The only way RTA could use countywide sales tax revenues for maintenance is if the proceeds were distributed according to a strict formula, perhaps based on the number of road miles and the population, to ensure that every city, town and the county gets a fair share, Honea said.
And the money would have to be tightly controlled so it is spent only on road repairs with maybe 80 percent going into materials or repair on roads, he said.
"If you start just writing a check every quarter, that money starts getting used in other places," he said, citing examples such as buildings and salaries for employees who aren't in road crews.
Hiremath, who is also on the RTA board, said it is time for a serious discussion and said he will support whatever the board decides.
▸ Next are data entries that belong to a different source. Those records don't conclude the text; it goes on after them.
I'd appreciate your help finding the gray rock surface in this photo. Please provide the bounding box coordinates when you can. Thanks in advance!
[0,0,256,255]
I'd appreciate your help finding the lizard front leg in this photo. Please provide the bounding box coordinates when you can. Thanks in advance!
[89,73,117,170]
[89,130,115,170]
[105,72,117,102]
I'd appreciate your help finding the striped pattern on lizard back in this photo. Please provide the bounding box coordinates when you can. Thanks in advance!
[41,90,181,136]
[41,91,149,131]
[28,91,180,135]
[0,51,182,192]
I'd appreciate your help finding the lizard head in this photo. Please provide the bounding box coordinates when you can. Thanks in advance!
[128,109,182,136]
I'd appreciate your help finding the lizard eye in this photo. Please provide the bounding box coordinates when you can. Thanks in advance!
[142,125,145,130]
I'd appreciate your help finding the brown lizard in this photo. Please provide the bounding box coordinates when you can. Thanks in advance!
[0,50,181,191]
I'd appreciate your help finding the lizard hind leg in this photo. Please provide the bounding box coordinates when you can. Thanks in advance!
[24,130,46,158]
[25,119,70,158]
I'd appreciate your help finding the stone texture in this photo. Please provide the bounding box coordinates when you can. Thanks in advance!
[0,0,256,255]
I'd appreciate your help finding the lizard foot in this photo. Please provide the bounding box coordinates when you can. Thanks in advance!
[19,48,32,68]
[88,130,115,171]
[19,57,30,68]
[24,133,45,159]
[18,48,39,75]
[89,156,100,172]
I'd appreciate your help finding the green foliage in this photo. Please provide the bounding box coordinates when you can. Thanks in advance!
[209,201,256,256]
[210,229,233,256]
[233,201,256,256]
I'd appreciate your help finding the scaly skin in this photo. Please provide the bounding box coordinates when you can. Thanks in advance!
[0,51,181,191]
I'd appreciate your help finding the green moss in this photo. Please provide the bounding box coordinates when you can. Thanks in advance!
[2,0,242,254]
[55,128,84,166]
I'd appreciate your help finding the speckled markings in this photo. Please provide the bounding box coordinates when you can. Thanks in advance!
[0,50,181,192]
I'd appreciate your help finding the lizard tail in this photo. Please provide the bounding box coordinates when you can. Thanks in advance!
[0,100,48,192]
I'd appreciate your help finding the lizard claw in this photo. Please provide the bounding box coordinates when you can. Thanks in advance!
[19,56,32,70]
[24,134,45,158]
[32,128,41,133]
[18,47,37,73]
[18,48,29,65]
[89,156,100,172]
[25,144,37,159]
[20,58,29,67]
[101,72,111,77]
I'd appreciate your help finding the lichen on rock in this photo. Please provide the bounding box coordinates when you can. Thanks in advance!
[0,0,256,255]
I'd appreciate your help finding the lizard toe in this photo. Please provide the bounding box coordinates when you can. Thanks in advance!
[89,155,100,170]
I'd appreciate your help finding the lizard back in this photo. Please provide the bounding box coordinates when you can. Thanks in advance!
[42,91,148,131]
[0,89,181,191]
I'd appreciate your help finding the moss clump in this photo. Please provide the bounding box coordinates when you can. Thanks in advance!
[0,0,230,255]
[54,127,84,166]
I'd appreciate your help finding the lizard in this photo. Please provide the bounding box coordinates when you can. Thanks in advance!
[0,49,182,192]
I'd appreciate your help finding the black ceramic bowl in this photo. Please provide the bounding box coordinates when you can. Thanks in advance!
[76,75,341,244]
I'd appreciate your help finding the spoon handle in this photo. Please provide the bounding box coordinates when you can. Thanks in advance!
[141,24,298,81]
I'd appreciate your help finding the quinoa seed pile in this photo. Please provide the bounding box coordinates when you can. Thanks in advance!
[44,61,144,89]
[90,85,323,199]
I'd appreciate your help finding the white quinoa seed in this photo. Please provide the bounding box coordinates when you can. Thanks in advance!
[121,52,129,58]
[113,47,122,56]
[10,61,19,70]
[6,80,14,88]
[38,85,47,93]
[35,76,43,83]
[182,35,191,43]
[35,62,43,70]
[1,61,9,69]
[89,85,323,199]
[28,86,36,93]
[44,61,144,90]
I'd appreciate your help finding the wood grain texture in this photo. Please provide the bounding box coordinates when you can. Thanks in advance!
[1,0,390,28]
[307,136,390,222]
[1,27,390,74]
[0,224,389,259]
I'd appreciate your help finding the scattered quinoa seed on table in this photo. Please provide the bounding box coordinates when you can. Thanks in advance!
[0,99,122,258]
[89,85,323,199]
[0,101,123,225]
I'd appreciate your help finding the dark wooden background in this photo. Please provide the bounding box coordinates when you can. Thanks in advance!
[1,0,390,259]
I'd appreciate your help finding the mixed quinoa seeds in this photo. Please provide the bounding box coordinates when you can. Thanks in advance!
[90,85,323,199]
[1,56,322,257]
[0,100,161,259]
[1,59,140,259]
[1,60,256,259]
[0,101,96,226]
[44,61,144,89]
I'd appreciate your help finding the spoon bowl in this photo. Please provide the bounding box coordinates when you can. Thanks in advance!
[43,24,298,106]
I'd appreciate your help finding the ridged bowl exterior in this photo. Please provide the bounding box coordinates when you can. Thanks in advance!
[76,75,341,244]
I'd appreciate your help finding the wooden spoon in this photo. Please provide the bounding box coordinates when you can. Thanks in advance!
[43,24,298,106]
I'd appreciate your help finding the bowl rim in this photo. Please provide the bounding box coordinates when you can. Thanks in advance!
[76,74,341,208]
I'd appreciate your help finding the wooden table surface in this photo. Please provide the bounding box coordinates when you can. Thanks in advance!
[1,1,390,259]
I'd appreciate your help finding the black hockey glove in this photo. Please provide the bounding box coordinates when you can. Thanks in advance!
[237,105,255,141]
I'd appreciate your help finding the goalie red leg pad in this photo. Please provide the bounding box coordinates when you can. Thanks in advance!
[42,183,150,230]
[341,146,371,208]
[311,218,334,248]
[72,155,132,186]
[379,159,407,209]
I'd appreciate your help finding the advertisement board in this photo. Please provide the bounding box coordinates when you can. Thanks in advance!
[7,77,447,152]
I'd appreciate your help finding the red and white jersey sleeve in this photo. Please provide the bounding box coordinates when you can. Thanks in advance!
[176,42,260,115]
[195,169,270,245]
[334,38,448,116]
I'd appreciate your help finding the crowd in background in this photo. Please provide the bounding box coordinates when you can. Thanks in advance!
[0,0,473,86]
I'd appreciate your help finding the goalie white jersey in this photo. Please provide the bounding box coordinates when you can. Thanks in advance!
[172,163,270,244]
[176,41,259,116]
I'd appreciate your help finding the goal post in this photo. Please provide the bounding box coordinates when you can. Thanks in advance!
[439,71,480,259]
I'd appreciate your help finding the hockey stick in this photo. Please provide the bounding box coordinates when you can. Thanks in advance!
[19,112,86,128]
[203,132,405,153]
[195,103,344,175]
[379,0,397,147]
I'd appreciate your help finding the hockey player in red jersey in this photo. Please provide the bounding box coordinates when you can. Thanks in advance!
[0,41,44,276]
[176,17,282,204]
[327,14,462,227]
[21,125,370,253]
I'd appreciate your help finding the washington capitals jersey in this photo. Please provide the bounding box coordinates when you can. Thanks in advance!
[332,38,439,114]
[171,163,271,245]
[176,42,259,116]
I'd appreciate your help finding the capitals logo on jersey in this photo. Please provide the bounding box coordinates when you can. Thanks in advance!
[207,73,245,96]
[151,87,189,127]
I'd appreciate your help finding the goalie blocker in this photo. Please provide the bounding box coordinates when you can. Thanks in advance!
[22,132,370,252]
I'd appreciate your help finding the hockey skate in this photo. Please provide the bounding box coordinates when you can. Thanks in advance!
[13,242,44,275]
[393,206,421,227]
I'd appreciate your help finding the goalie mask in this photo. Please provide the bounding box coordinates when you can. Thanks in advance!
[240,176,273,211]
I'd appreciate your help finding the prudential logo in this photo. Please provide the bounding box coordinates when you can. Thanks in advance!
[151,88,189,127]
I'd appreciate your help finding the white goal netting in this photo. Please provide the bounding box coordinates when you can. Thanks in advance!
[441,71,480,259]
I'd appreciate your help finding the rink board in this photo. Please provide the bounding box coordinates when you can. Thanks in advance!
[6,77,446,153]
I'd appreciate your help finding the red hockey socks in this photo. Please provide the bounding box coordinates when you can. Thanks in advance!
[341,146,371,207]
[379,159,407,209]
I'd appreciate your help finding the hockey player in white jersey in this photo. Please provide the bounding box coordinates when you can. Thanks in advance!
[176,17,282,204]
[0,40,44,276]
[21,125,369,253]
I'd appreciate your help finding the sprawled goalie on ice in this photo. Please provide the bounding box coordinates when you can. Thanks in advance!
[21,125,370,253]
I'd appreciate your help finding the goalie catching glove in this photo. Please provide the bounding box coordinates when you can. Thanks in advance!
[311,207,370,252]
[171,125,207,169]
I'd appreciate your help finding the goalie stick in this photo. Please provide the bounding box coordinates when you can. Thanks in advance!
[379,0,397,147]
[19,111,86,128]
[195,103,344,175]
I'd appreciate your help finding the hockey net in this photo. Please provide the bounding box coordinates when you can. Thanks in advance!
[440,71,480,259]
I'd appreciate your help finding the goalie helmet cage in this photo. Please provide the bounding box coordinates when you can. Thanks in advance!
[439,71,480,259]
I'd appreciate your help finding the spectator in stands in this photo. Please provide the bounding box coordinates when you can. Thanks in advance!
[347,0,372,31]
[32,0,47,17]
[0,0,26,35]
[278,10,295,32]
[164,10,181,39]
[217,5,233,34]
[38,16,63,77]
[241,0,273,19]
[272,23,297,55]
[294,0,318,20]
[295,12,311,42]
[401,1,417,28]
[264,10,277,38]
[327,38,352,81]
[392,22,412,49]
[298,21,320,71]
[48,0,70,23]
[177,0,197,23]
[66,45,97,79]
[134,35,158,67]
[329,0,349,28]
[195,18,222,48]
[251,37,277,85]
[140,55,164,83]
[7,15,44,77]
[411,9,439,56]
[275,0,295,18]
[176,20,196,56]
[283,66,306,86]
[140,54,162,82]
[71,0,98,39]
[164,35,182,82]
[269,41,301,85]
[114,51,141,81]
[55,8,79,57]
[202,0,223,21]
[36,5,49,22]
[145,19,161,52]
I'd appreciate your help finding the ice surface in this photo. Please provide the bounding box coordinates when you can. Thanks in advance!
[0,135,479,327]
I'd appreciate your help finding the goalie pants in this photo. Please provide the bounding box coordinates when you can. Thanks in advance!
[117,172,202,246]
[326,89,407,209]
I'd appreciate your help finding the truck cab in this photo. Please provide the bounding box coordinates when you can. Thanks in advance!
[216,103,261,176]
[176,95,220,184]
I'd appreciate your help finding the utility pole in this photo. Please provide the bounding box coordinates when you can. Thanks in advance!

"Part of what we have to do as municipal leaders is look at what is good for Oro Valley and our surrounding municipalities," he said.
Christy said voters just might be ready to approve a tax increase to pay for maintenance.
"There are divided camps on that. But the situation has gotten so bad that even though it's an anti-tax time in our community as well as our country, maybe the conditions are so bad that the citizenry of our region of Pima County would be willing to consider raising the tax, if they knew and trusted that it was going to go explicitly and solely for roads and road maintenance," he said.
Farhad Moghimi, executive director of the RTA, said it could take about two years to change the mission because the Legislature would have to approve, voters would have to approve and new bylaws, regulations and budgets would have to created.
"We wouldn't take revising the plan lightly. We would have to go through an extensive process before we would do anything like that," he said.
Discussions are starting
With so much interest, so much voter anger, so many tires going flat and so many candidates pushing for better roads, something is bound to happen soon.
"Waiting will only make it more costly," Bronson said. "We need to have a solution posthaste."